Santa María, seine Geschäfte, seine künftigen Pflichten als Seekonsul – das alles schuf eine Mauer rund um Arnau, hinter der sich der ehemalige Bastaix wohlfühlte. Wenn er nach Hause in den Palast in der Calle Monteada kam, merkte er nicht, was hinter dem großen Portal vor sich ging.
Arnau hatte sein Versprechen gegenüber Elionor gehalten, doch sein Verhalten bestätigte auch die Gründe, deretwegen er ihr dieses Angebot unterbreitet hatte. Ihr Verhältnis war kühl und distanziert und beschränkte sich auf das Allernötigste. Unterdessen war Mar zwanzig Jahre alt und weigerte sich nach wie vor zu heiraten. Weshalb sollte sie, wo sie doch Arnau hatte? Was würde er ohne sie tun? Wer sollte ihm die Schuhe ausziehen und ihn umsorgen, wenn er von der Arbeit nach Hause kam? Wer sollte mit ihm reden und sich seine Probleme anhören? Elionor vielleicht? Joan, der sich mehr und mehr in seine Studien vertiefte? Die Sklaven? Oder Guillem, mit dem er bereits den Großteil des Tages verbrachte?

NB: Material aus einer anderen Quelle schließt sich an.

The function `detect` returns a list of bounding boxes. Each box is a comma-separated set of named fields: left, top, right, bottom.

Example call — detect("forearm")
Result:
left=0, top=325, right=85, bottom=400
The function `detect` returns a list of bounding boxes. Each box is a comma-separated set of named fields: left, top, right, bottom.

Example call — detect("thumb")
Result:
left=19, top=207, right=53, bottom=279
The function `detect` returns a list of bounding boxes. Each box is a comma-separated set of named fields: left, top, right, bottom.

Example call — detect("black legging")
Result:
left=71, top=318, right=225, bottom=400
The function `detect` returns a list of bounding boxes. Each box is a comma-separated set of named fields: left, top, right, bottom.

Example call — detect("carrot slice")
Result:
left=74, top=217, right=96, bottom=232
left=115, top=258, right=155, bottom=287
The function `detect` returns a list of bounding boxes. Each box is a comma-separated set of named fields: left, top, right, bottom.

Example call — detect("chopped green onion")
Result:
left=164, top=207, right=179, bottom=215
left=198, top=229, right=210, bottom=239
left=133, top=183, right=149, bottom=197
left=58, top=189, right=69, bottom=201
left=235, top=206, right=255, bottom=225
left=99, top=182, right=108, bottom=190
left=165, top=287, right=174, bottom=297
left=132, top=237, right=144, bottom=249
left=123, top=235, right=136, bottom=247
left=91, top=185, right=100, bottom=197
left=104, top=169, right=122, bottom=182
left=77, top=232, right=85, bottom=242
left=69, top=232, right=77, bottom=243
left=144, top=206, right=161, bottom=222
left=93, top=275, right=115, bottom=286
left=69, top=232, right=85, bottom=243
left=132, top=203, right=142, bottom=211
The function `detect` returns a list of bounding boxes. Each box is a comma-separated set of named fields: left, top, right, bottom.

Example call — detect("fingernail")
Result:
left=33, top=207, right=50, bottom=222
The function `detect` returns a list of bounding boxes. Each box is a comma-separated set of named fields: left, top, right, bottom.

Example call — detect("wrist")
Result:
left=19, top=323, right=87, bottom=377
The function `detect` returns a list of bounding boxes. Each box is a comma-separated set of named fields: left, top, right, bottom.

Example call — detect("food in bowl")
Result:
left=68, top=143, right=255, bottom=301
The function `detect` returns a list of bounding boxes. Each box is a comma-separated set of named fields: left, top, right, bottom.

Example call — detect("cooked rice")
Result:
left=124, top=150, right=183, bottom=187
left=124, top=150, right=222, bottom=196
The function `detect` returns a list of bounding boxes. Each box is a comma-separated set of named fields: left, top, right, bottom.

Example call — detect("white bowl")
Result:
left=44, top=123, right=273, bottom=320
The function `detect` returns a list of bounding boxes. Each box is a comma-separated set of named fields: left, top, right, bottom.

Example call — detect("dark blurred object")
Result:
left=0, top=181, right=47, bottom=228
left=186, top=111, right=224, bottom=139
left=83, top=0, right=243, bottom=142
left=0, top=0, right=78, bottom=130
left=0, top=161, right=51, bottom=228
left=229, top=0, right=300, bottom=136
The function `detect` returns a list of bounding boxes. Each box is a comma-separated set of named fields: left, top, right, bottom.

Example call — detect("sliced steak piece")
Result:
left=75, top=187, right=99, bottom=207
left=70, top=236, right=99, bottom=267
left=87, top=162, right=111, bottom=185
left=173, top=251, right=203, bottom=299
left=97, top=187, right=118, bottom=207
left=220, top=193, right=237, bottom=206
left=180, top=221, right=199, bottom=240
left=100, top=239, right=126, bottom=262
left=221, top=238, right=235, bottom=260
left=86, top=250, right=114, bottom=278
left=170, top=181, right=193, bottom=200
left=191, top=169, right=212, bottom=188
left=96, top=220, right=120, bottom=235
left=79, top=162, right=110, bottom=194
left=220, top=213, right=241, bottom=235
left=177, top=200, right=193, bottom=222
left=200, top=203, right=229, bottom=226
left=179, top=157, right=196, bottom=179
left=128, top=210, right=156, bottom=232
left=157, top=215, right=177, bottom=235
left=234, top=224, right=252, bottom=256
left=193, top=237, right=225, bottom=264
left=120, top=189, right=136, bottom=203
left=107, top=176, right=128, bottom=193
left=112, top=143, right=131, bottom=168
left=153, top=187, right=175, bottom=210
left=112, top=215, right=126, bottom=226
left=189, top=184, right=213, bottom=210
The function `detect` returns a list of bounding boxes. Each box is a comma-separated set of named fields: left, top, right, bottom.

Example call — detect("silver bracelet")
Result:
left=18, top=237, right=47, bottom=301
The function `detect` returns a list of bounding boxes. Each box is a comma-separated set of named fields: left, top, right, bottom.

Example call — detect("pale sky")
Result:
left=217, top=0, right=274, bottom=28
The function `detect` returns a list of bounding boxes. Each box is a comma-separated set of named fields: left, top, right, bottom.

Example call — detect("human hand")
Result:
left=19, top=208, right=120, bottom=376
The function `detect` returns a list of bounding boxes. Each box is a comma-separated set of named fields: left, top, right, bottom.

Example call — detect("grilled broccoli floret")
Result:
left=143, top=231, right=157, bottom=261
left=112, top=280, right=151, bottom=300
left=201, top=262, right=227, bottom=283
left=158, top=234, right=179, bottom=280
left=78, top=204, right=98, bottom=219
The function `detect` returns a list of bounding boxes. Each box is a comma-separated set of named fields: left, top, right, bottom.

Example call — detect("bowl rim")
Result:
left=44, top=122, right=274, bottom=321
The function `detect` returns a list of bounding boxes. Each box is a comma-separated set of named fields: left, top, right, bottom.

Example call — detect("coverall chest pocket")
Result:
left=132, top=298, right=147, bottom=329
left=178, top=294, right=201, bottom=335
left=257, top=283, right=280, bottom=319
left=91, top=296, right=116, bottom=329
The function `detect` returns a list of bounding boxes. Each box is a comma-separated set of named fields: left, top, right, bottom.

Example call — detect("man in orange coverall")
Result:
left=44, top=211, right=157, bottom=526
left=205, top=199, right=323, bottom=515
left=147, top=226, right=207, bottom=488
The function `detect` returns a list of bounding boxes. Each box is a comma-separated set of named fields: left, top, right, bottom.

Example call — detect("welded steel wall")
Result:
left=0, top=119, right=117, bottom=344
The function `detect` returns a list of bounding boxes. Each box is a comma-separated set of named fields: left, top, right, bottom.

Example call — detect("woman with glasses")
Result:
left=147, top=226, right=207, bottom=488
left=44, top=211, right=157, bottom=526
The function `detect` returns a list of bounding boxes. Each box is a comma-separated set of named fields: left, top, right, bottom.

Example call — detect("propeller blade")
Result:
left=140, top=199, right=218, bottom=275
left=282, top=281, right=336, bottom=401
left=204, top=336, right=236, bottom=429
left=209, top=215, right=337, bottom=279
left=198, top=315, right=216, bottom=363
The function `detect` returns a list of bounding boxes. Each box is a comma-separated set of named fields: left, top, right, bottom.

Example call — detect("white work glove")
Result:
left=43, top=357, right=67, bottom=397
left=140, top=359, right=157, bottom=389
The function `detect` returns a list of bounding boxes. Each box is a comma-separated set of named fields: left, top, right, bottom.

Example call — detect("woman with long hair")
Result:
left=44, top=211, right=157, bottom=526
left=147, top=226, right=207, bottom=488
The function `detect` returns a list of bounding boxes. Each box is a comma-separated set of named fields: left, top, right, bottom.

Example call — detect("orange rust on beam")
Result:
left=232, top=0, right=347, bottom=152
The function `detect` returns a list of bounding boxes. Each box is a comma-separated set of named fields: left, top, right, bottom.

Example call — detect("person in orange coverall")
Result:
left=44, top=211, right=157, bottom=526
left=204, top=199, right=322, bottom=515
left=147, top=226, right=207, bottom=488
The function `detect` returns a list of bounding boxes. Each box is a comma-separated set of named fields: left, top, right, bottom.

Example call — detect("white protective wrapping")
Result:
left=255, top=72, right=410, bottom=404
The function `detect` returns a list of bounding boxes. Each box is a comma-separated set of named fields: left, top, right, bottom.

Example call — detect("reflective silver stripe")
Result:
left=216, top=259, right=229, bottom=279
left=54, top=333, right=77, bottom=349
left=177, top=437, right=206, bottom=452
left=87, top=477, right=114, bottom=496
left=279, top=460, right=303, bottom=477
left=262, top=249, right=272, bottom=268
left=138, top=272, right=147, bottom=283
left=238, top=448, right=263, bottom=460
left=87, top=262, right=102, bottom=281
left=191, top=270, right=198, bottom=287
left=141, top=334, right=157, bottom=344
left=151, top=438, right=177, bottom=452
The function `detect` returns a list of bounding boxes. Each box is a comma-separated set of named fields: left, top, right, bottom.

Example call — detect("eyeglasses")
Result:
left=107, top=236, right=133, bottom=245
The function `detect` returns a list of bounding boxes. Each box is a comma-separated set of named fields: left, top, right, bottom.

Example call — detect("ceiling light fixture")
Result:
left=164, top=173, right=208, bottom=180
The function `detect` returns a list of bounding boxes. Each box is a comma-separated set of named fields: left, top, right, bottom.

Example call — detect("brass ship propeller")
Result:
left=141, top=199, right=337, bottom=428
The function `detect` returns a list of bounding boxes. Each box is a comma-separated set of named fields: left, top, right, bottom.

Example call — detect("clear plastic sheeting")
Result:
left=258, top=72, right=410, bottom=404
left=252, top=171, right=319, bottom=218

Jeden Tag wartete Mar ungeduldig auf Arnaus Heimkehr. Wenn sie ihn an das große Portal klopfen hörte, schlug ihr Herz schneller, und mit einem Lächeln auf den Lippen stürmte sie los, um ihn oben an der Treppe zur Adelsetage zu erwarten. Während des Tages, wenn Arnau nicht da war, war ihr Leben eintönig und eine ständige Qual.
»Kein Rebhuhn!«, tönte es da durch die Küche. »Heute gibt es Kalbfleisch.«
Mar wandte sich zu der Baronin um, die in der Küchentür stand. Arnau mochte Rebhuhn, also war sie mit Donaha welches kaufen gegangen. Sie hatte das Geflügel selbst ausgewählt, es an einem Balken in der Küche aufgehängt und täglich seinen Zustand geprüft. Schließlich befand sie, dass es abgehangen genug war, und ging frühmorgens nach unten in die Küche, um es zuzubereiten.
»Aber …«, wollte Mar widersprechen.
»Kalbfleisch«, bestimmte Elionor und warf Mar einen vernichtenden Blick zu.
Mar sah Donaha an, doch die Sklavin zuckte beinahe unmerklich mit den Schultern.
»Was in diesem Haus gegessen wird, bestimme ich«, setzte die Baronin hinzu, diesmal an die gesamte Dienerschaft in der Küche gewandt. »In diesem Haus habe ich das Sagen!«
Damit drehte sie sich um und ging.
An diesem Tag wartete Elionor ab, welche Folgen ihr Affront hatte. Würde sich das Mädchen an Arnau wenden oder würde es die Auseinandersetzung für sich behalten? Auch Mar dachte darüber nach, ob sie Arnau davon erzählen sollte. Was gewann sie damit? Wenn Arnau für sie Partei ergriff, würde er Streit mit Elionor bekommen, und sie war ja tatsächlich die Hausherrin. Und wenn er nicht für sie Partei ergriff? Die Vorstellung versetzte ihr einen Stich. Arnau hatte einmal gesagt, dass er den König nicht vor den Kopf stoßen dürfe. Und wenn Elionor sich ihretwegen beim König beschwerte? Was würde Arnau dann sagen?